In this exercise, we will look at four common plot types.
scatterplots (as we used with the Anscombe’s Quartet data) show correlations between two variables
bar charts (and the type that is known as a dot plot or a Cleveland dot plot) are good for showing the difference between categories
histograms show the distribution of cases that are measured on a continuous scale and are categorized by bins of the same size
line plots are good for showing the change of a value over time
After we have explored how to build those, we move on to some basic plot formatting.
12.3 Scatterplot
(See Creating a Scatter Plot) in the R Graphics Cookbook
We’ve seen scatterplots in Anscombe’s Quartet, but here’s another example using the {palmerpenguin} data, which has a variety of measurements from some penguins near the Palmer Research Station in Antartica.
penguins
## # A tibble: 344 × 8
## species island bill_length_mm bill_depth_mm flipper_length_mm body_mass_g sex year
## <fct> <fct> <dbl> <dbl> <int> <int> <fct> <int>
## 1 Adelie Torgersen 39.1 18.7 181 3750 male 2007
## 2 Adelie Torgersen 39.5 17.4 186 3800 female 2007
## 3 Adelie Torgersen 40.3 18 195 3250 female 2007
## 4 Adelie Torgersen NA NA NA NA <NA> 2007
## 5 Adelie Torgersen 36.7 19.3 193 3450 female 2007
## 6 Adelie Torgersen 39.3 20.6 190 3650 male 2007
## 7 Adelie Torgersen 38.9 17.8 181 3625 female 2007
## 8 Adelie Torgersen 39.2 19.6 195 4675 male 2007
## 9 Adelie Torgersen 34.1 18.1 193 3475 <NA> 2007
## 10 Adelie Torgersen 42 20.2 190 4250 <NA> 2007
## # … with 334 more rows
The question we are asking might be “Is there a relationship between the length of a bird’s flipper and their weight?” In our data, flipper length (in millimeters) is reported in the variable flipper_length_mm
. For weight, we use body_mass_g
, which is measured in grams.
A visualization of the relationship (the correlation) between these two variables would be shown using a scatterplot.
The {ggplot2} code for this is below:
ggplot(data = penguins,
aes(x = flipper_length_mm, y = body_mass_g)) +
geom_point()
With this plot, we can overlay a straight line (the line of best fit calculated through a regression equation).
ggplot(data = penguins,
aes(x = flipper_length_mm, y = body_mass_g)) +
geom_point() +
geom_smooth(method = "lm")
This plot show that birds with longer flippers do indeed weigh more.
12.4 Bar chart
(See Creating a Bar Graph) in the R Graphics Cookbook
Bar charts are good for showing the difference between categories.
The first bar will show the number of birds (that is, rows) of each species.

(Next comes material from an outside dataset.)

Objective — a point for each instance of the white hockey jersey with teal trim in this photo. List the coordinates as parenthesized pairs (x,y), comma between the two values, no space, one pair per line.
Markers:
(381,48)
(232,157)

Note that there is only an x =
variable: the value shown on the y axis, “count”, is calculated for us.
12.4.1 Bar by another variable
In bar plots, we sometimes want to show a value other than the count of cases.
In this example, we first calculate the average length of the bird’s bill by species and then plot those values. The n
value calculated in the summarise()
function is the count of the number of cases in each class, which is to say, the same values shown in the bar chart above.

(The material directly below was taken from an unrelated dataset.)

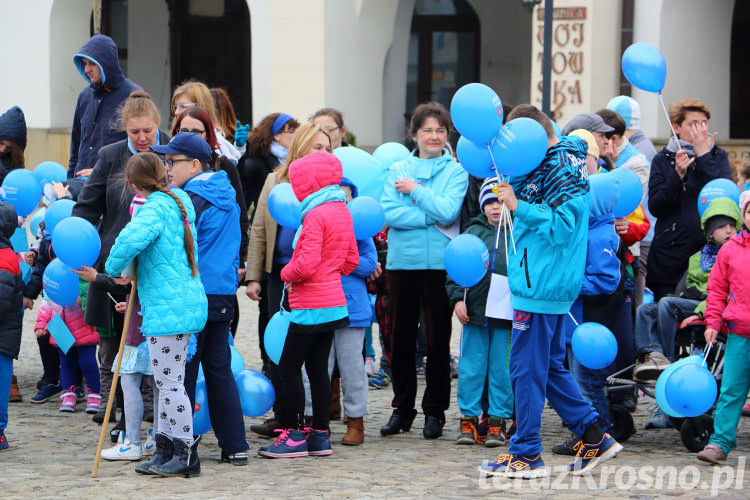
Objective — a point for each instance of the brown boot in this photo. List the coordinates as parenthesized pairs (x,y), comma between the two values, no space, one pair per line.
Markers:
(15,394)
(336,399)
(355,431)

(Note that we have to use na.rm = TRUE
in the calculation of mean bill length, in order to remove the NA values that appear in the variable bill_length_mm
.)
# the summary data table
penguin_species_bill <- penguins %>%
group_by(species) %>%
summarise(n = n(),
bill_length_mean = mean(bill_length_mm, na.rm = TRUE))
penguin_species_bill
## # A tibble: 3 × 3
## species n bill_length_mean
## <fct> <int> <dbl>
## 1 Adelie 152 38.8
## 2 Chinstrap 68 48.8
## 3 Gentoo 124 47.5
To show the bill_length_mean
value as the height of the bars, we use the geom_col()
function:
Note that the bars are arranged alphabetically, starting with Adelie.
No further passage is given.